Me ne sono andato presto perché mi risultava un pò stretto anche se ho poi scoperto che per definizione qualsiasi “paese” del mondo ha i suoi limiti.

Sono nato e cresciuto in una parte del mondo chiamata Italia.
Ho un “Passaporto” emesso dalla cosiddetta “Repubblica Italiana”.
Sono quindi considerato un “Cittadino Italiano” d’accordo con i sistemi vigenti, anche se in realtà non ho mai capito bene cosa volesse dire.

Ho attraversato frontiere marcate sulla carta, ma non di fatto e in genere controllate da “guardiani” tristi, grigi, ottusi, insipidi, disinteressati o al bordo dell’isterismo.

Non mi hanno mai appassionato i colori della bandiera che lo rappresenta, così come l’inno nazionale che trovo un pò “pesante”: lo rifarei roccheggiante alla Jimi Hendrix, solo il colore della Nazionale mi aggrada, perché amo il blu e tutte le sue sfumature.

Me ne sono andato presto perché mi risultava un pò stretto anche se ho poi scoperto che per definizione qualsiasi “paese” del mondo ha i suoi limiti, ma sono tornato spesso negli ultimi anni nel denominato “Bel Paese” anche di recente e, ahimè! l’ho trovato ancor più piccolo del solito.
Ognuno che tira l’acqua al suo mulino.
Medievale.

Non mi ha stupito più di tanto, medievale lo è sempre stato e lo è tutt’ora.
Dopo il fracasso del rigido Impero Romano molti secoli addietro, è stato terra di conquista, forgiato di fatto da una e cento culture diverse che l’hanno reso ciò che è.

Ma in realtà mi ha più stupito il fatto che fosse stato uno dei Paesi fondatori della CEE (Comunità Economica Europea) e più tardi uno dei baluardi della UE (Unione Europea) e della moneta unica.

Infatti risulta alquanto sorprendente che tale “espressione geografica”, come la definiva il Metternich circa 150 anni or sono e dopo gli sforzi di Garibaldi e le sue Giubbe Rosse per unificarlo, riesca ancora ad essere “un Paese” di un certo peso.

Un peso economico più che politico, determinato fortunatamente da coloro che lavorano per costruire in barba a certi “Gagliardi Gaudenti” allo sbaraglio che pretendono di governare in un mondo che non gli appartiene più.

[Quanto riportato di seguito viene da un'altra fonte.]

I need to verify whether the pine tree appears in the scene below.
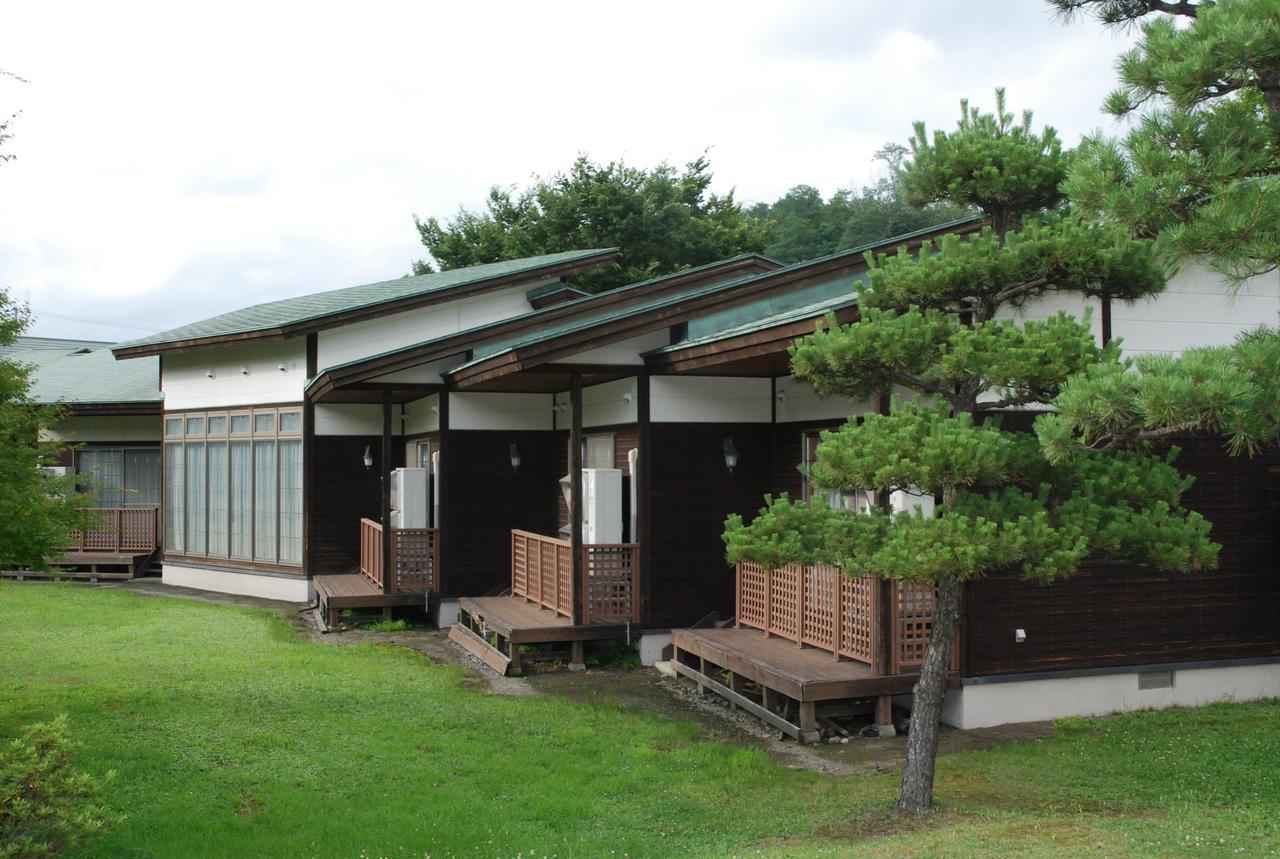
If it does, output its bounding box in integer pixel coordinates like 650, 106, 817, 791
724, 90, 1217, 812
1050, 0, 1280, 283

Cosa c’entra tutto questo con lo Yoga e una scuola di Yoga in particolare? …un cacchio!
O forse c’entra semplicemente perché lo Yoga è per l’Unione piuttosto che per la Separazione, perché lo Yoga non contempla Paesi o Nazioni, piccole o grandi, non contempla Passaporti, Municipi o gabelle varie, perché semplicemente non contempla i Feudi che anche in quest’epoca cosiddetta “Moderna” si replicano e clonano come non mai... in barba al “Salto Quantico” che poche menti illuminate proposero e in cui sperarono… ma chissà!?…

Chi d’Incoscienza ferisce d’Incoscienza perisce.